Last week, Boebert posted a video to her Facebook page attacking abortion with extremely graphic images purporting to show aborted fetuses.

Facebook later put a “sensitive content” warning on the video, leading Boebert to accuse the company of censorship.

“Big tech is censoring my abortion video,” Boebert, a Republican, wrote on Twitter. “Seeing pictures of aborted babies is ‘offensive’ because dismembering children is offensive, disgusting, and evil. Once you see what abortion is, you can choose to look the other way, but you can never say again that you didn’t know.”

Facebook’s sensitive content warning only stops the video from immediately playing and gives users the option to view the video after seeing the warning.

“I rise to say what we all know to be true that human life begins at conception,” Boebert says in the video, adding, “because we know science is real.”

There is no scientific consensus regarding when life begins.

“Abortion is not health care, it is murder,” she said.

The tactic of using graphic fetal images is often employed by anti-abortion activists, particularly outside of abortion clinics, and remains controversial even within the anti-abortion movement.
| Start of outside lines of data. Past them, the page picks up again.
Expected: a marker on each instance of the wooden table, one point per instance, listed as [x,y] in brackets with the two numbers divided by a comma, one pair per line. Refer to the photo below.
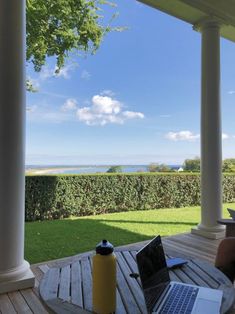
[230,226]
[72,283]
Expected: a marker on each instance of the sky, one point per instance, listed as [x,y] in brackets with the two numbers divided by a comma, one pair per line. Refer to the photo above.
[136,101]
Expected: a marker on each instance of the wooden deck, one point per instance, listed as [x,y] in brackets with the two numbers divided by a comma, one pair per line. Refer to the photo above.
[28,301]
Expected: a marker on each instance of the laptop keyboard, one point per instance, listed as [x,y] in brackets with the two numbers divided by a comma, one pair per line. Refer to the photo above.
[180,300]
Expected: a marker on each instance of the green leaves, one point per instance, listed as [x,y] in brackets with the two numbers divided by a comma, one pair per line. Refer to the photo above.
[58,27]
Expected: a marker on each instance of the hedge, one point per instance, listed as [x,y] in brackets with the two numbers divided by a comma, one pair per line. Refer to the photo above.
[53,197]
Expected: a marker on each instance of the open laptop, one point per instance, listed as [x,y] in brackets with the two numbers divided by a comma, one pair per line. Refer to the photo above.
[163,296]
[231,212]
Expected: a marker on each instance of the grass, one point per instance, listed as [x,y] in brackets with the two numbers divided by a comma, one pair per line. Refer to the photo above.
[49,240]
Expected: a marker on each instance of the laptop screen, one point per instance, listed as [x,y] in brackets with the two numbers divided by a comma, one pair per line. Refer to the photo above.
[153,271]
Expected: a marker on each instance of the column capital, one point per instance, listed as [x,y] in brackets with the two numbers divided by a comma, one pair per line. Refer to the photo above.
[208,22]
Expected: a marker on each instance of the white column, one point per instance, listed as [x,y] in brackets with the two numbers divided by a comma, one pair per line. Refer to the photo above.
[211,136]
[14,270]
These images are sometimes used inaccurately or taken out of context.

“Planned Parenthood can go fund themselves,” Boebert concluded in her video, repeating a phrase that’s become her personal anti-abortion tagline despite the fact that in Colorado, Planned Parenthood hasn’t received federal funding for decades. In January, as one of her first bills in Congress, Boebert sponsored a bill to block funding to Planned Parenthood and other health centers across the U.S. that provide a range of reproductive health services to low-income patients and perform abortions. In general, federal funding cannot be used for abortion due to the Hyde Amendment.

Boebert’s most recent anti-abortion tirade comes as Congress prepares to vote on the Women’s Health Protection Act (WHPA), which would enshrine abortion rights into federal law and protect them from what appears to be the U.S. Supreme Court’s intention of overturning Roe v. Wade.

This recent push for WHPA, which is likely to pass the U.S. House of Representatives but faces a tough path in the U.S. Senate, was sparked by the U.S. Supreme Court’s refusal to block an abortion ban in Texas. The court announced yesterday that it would hear arguments in the Dobbs v. Jackson Women’s Health Organization case, which concerns a Mississippi law that bans abortion at 15 weeks a presents another direct affront to Roe, on December 1.

Boebert indicated her support for overturning Roe by signing on to an amicus brief last month in support of the Mississippi law that explicitly asked the court to do away with the constitutional right to an abortion.

Earlier this month, Boebert criticized the Biden Administration’s lawsuit against Texas, conflating anti-vax sentiment with the “right to choose.”